6発ものインフェルノを受けたゲオルギウスが無事なわけがない。メニュー画面に表示されるHPは、1/8を切っていた。
タイラントドラゴンは、追撃のフレイムキャノンを準備している。
ふたりはハッとして、直ぐさま指示を出した。
「『エクスヒール』!」
「『ミスチーフ』です!」
ゲオルギウスとリーリーが、スキル発動の準備に入る。
ほぼ同時、俺の計算どおりにHP吸収が発動した。
「今度こそ『分裂』だ!」
『ピィ……ッ!』
『ピィッ!』
俺の許しを受けて、クロが分身を生み出す。
ゲオルギウスは急いで回復しないといけないが、エクスヒールのチャージタイムは8秒。タイラントドラゴンのフレイムキャノンのほうが早い。
このままでは、ゲオルギウスが戦闘不能になってしまう。だからこそ、俺はクロの分身を生み出したんだ。
『リィ!』
フレイムキャノンが放たれる2秒前、リーリーのミスチーフが発動した。
リーリーがゲオルギウスに指を向け、次いでクロの分身に向ける。
ゲオルギウスの体から黒い粒子が湧き出てきて、クロの分身へと飛んでいく。
クロの分身が黒い粒子を吸収し――タイラントドラゴンの視線が、ゲオルギウスからクロに移った。

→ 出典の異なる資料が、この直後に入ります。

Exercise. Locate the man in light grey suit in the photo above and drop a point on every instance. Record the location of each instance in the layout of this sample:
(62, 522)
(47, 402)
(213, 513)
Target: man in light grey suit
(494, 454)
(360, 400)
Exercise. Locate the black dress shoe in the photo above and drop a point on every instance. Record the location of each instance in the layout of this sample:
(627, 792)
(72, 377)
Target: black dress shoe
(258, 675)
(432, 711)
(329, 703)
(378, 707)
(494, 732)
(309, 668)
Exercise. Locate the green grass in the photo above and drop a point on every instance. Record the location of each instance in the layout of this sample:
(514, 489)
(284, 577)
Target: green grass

ミスチーフは、『味方2体を対象とし、そのヘイト値を入れ替える』魔法スキルだ。
エクスヒールよりもフレイムキャノンの発動のほうが早いなら、ターゲットを逸らせばいい。
時間稼ぎのために、俺はクロの分身をスケープゴートにしたんだ。
タイラントドラゴンのフレイムキャノンが放たれる。
『ピゥッ!』
わずかなHPしか持たないクロの分身は当然やられた。
タイラントドラゴンの双眸がクロに向けられる。シャドースティッチを用いてヘイトを得ていたためだ。
タイラントドラゴンがニードルレインの準備に入り、
「エクスヒール!」
それが放たれるより先に、ゲオルギウスの回復スキルが発動した。
最大HPの75%分、HPを回復させる魔法スキルにより、ゲオルギウスが大幅に回復する。
同時、回復によってヘイトを稼いだため、タイラントドラゴンのターゲットがゲオルギウスに移った。

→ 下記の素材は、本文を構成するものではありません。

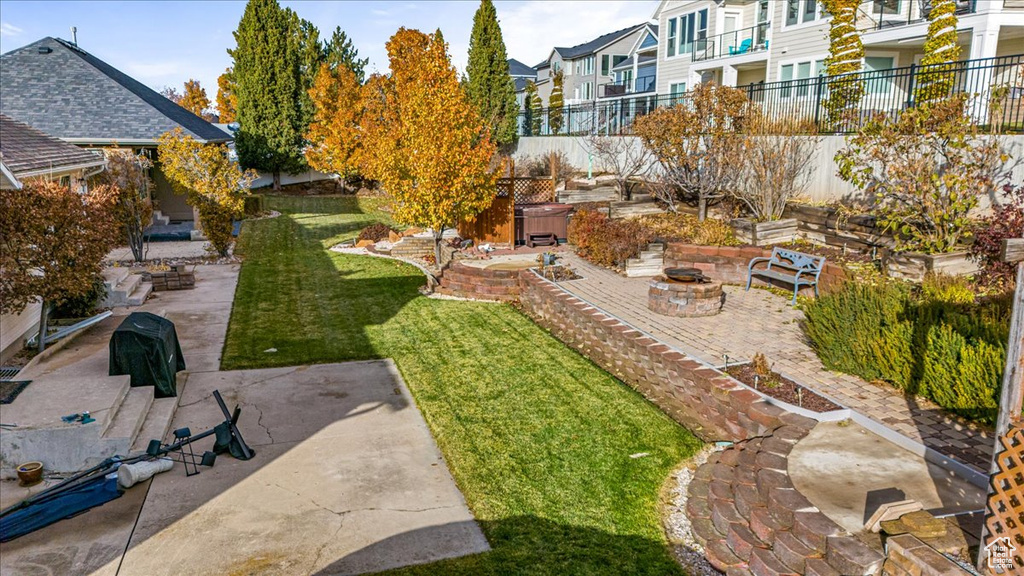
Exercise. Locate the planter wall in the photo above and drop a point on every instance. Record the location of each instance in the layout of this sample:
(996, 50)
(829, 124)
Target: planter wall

今回の戦闘では、ゲオルギウスは攻撃に参加せず、盾役に専念する。
「ギフトダンス!」
ゲオルギウスを支えるのは支援役であるリーリーで、
「ヴァーティゴ!」
クロの役目は、『目眩』による妨害と、アブソーブウィスプによるスリップダメージ(時間とともにHPを減少させること)だ。
そう。俺が狙ったのは持久戦。
生半可な攻めはタイラントドラゴンに通用しない。
だからこそ攻撃手段を、確実にダメージを与えられ、ヘイトも得ずに済むアブソーブウィスプと、一撃大火力のバーサクリバストに絞った。

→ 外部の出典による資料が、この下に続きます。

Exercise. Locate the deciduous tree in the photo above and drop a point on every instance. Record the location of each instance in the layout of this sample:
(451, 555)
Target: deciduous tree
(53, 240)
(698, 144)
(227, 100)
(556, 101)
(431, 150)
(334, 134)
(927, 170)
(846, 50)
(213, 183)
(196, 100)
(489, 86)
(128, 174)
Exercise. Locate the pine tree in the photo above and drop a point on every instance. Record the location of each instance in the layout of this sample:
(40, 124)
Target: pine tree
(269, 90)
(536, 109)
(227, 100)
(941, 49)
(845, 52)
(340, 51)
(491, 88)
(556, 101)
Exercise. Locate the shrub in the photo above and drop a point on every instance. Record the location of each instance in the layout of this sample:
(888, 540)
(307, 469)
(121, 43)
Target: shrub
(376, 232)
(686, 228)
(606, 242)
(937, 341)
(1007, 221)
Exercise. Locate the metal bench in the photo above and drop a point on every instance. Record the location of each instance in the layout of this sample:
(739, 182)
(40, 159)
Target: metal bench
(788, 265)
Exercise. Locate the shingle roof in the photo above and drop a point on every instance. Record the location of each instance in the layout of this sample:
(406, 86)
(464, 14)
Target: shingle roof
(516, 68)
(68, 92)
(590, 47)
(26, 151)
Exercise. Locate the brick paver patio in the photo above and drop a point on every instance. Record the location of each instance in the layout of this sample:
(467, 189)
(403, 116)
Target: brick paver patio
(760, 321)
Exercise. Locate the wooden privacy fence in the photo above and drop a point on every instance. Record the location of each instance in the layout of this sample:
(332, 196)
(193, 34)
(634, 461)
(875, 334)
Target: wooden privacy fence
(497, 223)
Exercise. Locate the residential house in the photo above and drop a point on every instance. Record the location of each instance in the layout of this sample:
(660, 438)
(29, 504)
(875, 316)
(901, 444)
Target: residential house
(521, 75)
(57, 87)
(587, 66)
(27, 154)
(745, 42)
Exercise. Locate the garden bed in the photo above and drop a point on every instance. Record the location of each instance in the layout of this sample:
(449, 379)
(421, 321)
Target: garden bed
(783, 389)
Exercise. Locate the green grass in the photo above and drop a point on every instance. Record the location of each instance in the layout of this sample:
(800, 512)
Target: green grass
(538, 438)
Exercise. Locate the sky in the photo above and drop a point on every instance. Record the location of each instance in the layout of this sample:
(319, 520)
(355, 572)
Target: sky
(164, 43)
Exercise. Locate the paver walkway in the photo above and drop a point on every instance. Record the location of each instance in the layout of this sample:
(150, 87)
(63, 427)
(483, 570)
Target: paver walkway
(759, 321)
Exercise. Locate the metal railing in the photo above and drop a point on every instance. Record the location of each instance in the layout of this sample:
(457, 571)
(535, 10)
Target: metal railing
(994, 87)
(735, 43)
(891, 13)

クロ、ユー、リーリーが攻撃を食らうわけにはいかないから、ゲオルギウスが盾役となり、リーリーのミスチーフでヘイト管理をする。
魔法スキルの連発で削れる、ゲオルギウスのMPは、ありったけ持ってきたMPポーションで補う。
相当な集中力を要する作戦だが、俺は信じていた。
リーリーの育成を手伝った俺は、レイシーの従魔士としてのスキルの高さを知っている。
四天王であるエリーゼ先輩も言わずもがな。
ふたりなら、やれる。
俺は檄を飛ばした。
「さあ、気張ってこうぜ!」
「はいっ!」
「ああっ!」
力強いふたりの返事が頼もしかった。